Canada's Correctional Investigator Howard Sapers speaks during a news conference in Ottawa March 7, 2013.CHRIS WATTIE/Reuters

Canada's corrections investigator is pressing Ottawa to detail its plans to address solitary confinement in federal prisons amid growing pressure to place limits on the controversial practice.

Howard Sapers says he sent a letter to Correctional Service Canada commissioner Don Head and Public Safety Minister Steven Blaney seeking details on more than a dozen initiatives the CSC suggested it would undertake in response to a coroner's inquest on the death of Ashley Smith.

Ms. Smith died of self-inflicted strangulation in 2007 after a lengthy period in solitary confinement. A recent Globe and Mail report detailed how another inmate, Eddie Snowshoe, killed himself after spending 162 days in solitary.

The CSC's response to a coroner's inquest into Ms. Smith's death included references to an effort to identify offenders at risk of segregation and a pledge to consult on the practice with other jurisdictions. The agency did not offer a detailed response to many of the jury's 104 recommendations, and rejected some, including new limits on the use of solitaryconfinement.

Mr. Sapers said the letter requests more information on 13 initiatives that were mentioned as part of the CSC's 26-page response, including several dealing specifically with solitary confinement.

"That will help us understand how the Correctional Service of Canada is being accountable, to not just the coroner's inquiry but also to Parliament and to Canadians in the exercise of its duties," Mr. Sapers said. "Segregation is a very austere form of incarceration and the policy framework around it must be robust."

Mr. Sapers's comments came as a second court challenge was launched against the use of solitary confinement in federal prisons. The Canadian Civil Liberties Association and the Canadian Association of Elizabeth Fry Societies filed a petition in Ontario Superior Court this week challenging the constitutionality of the practice.

The B.C. Civil Liberties Association and the John Howard Society began a similar action in British Columbia last week.

Ottawa has faced growing criticism for the way solitary confinement is used, with advocates pointing to the deaths of Ms. Smith and Mr. Snowshoe as evidence that the practice is inhumane.

In the case concerning Ms. Smith, the coroner's jury ruled her death a homicide because officials did not intervene to prevent it.

Ottawa has rejected calls by the coroner's jury to prohibit the use of segregation for mentally ill inmates and the introduction of a cap on the number of days inmates can spend in solitary confinement. Mr. Sapers said he is concerned that the government's response seemed largely to reinforce the status quo.

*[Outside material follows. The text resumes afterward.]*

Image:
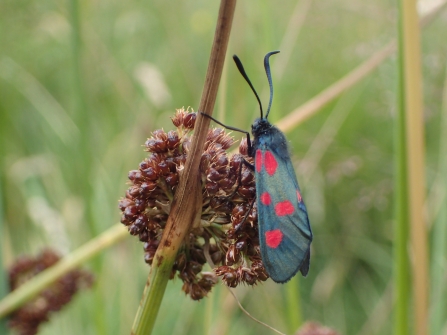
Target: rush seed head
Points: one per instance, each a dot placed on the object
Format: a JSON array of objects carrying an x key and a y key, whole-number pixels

"That said, they have undertaken to review their use of segregation in a number of areas," Mr. Sapers said. "And so we're hopeful that the door is not entirely closed on further reforms."

The Correctional Service of Canada has said it will present options on segregation to the Minister of Public Safety by June. A spokesman for Mr. Blaney did not immediately respond to a query about the letter from Mr. Sapers.

Mr. Sapers said the issue of solitary confinement remains a priority for his office, which has continued to respond to complaints from segregated offenders and their family members since the conclusion of the coroner's inquest.

Asked about the recent court challenges, Mr. Sapers said they seem to indicate a lot of public interest in the matter. "There's always been a pretty good debate around the use of segregation in corrections," he said. "And I think that that debate, to some extent, is coming to a head now with these court challenges."